Em uma placa em frente a prefeitura deixei um poetrix:
“Paraná, meu pé vermeio!
A piazada pançuda
Ri e rola em teu chão.”
Ao ler, toda a piazada ria de se jogar no chão.
Deixei no pátio da escola que eu estudei um cartaz enorme com a frase:
“Se você quer dominar o mundo, leia um livro; do contrário, você será dominado”
Todos, alunos e professores, correram para a biblioteca.
Num cartaz em frente a um salão de beleza escrevi uma reflexão:
“Acho engraçado o dia dos namorados cair justo no inverno. Sinto falta de um homem ao meu lado para me aquecer nesse clima gelado. Se fosse no verão, que falta me faria um namorado?”
As mulheres olhavam umas para as outras, cochichavam e depois riam.
Até mesmo no mural da igreja coloquei um pensamento:
“Como é simples o seu amor! Como não ver e não ter temor, quando ofereceu suas mãos e as pregou na cruz, o Rei Jesus, em meu lugar pra me salvar?”
“Glória e aleluia” diziam os fiéis que por ali passavam.
Escrevi um conto na porta de um banheiro público e aforismos nos bancos de um ônibus; choravam ao ler. Pus bilhetes de bom dia nas mesas da lanchonete e cartas de amantes nas mesas do bar da esquina; fiz a alegria de muitos assim.
Risquei cantigas nas calçadas da praça e críticas sociais nos muros. Distribuí panfletos contando sobre a vida dos patos no zoológico e fixei uma placa com o resumo no lago. Fiz chover biscoitos da sorte pela cidade e post-its com frases motivacionais.

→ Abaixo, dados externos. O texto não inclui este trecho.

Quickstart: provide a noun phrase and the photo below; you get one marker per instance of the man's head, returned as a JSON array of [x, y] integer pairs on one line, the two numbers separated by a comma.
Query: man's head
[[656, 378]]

A cidade estava eufórica! Mas, uma semana se passou e ninguém me procurou para escrever. Meu sonho é ser escritor. Será que sou tão ruim assim? Ninguém pagaria por um texto meu?
Fiz tudo de novo.
Pendurei no portão do cemitério um cartaz com o recado:
“Dizem que na madrugada, quando o relógio bate às três, levantam-se caveiras e reis.”
Acho que vi as próprias caveiras lendo esse.

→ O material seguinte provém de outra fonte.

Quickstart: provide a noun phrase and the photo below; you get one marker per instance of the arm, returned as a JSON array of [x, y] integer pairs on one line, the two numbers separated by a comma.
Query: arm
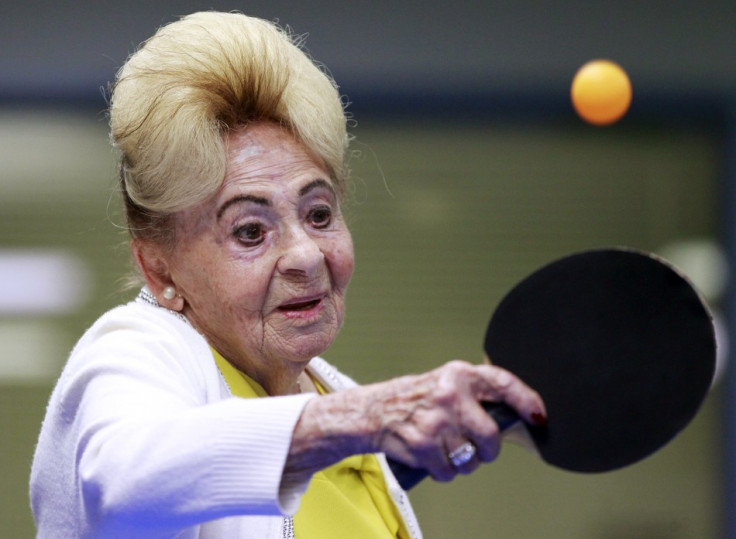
[[416, 420]]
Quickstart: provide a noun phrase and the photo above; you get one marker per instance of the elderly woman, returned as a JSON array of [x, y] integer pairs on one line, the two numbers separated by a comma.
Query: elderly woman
[[201, 408]]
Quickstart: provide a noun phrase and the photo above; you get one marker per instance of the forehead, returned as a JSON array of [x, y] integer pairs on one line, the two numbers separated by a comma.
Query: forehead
[[261, 148]]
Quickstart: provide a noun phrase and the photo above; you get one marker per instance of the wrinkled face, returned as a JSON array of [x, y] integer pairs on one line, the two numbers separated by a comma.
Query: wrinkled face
[[264, 264]]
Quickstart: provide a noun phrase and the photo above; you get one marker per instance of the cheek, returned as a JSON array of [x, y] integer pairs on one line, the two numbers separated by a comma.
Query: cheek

Num outdoor em frente a casa da minha ex escrevi um acróstico:
“S ete horas da manhã,
A cordo e me levanto.
U m bocejo, me espreguiço.
D ou bom dia e percebo,
A gora tão sozinho,
D e você eu sinto falta
E me falta meu benzinho.”
Ela me mandou uma mensagem me chamando de panaca.
Na entrada da cidade levantei uma placa que estava escrito:
“Marmeleiro, terra do marmelo,
A qual marmelo só tem no nome.
É pura marmelada!”
Foram mais de mil buzinas que a placa recebeu.
Na porta de uma cartomante colei um feitiço para encontrar o amor verdadeiro e na entrada do bordel um feitiço de invisibilidade; os clientes me agradeceram. Escondi um conto erótico no banheiro da mecânica e outro na gaveta do caixa do supermercado; de repente o fluxo nos banheiros aumentou.
Espalhei receitas que inventei na entrada dos restaurantes, pendurei cartas de amor nas portas dos vizinhos, entreguei currículos nas caixas de correio e contratei um avião que levava uma faixa com meu nome e o contato.
Há cinco anos eu continuo fazendo a mesma coisa. Ser escritor é só o que eu quero. No meu corpo tatuei minha autobiografia e fiz da cidade meu portfólio. Ninguém me deu um único centavo. Aceitei meu fardo de escritor que vale nada.
Em compensação tive o que muitos escritores ansiavam receber: sorrisos, lágrimas, elogios, xingões, suspiros e espantos. Meu pagamento foram os corações da cidade. Eu ainda não sou escritor, mas com certeza sou eu quem mantém vivas as letras desse povo.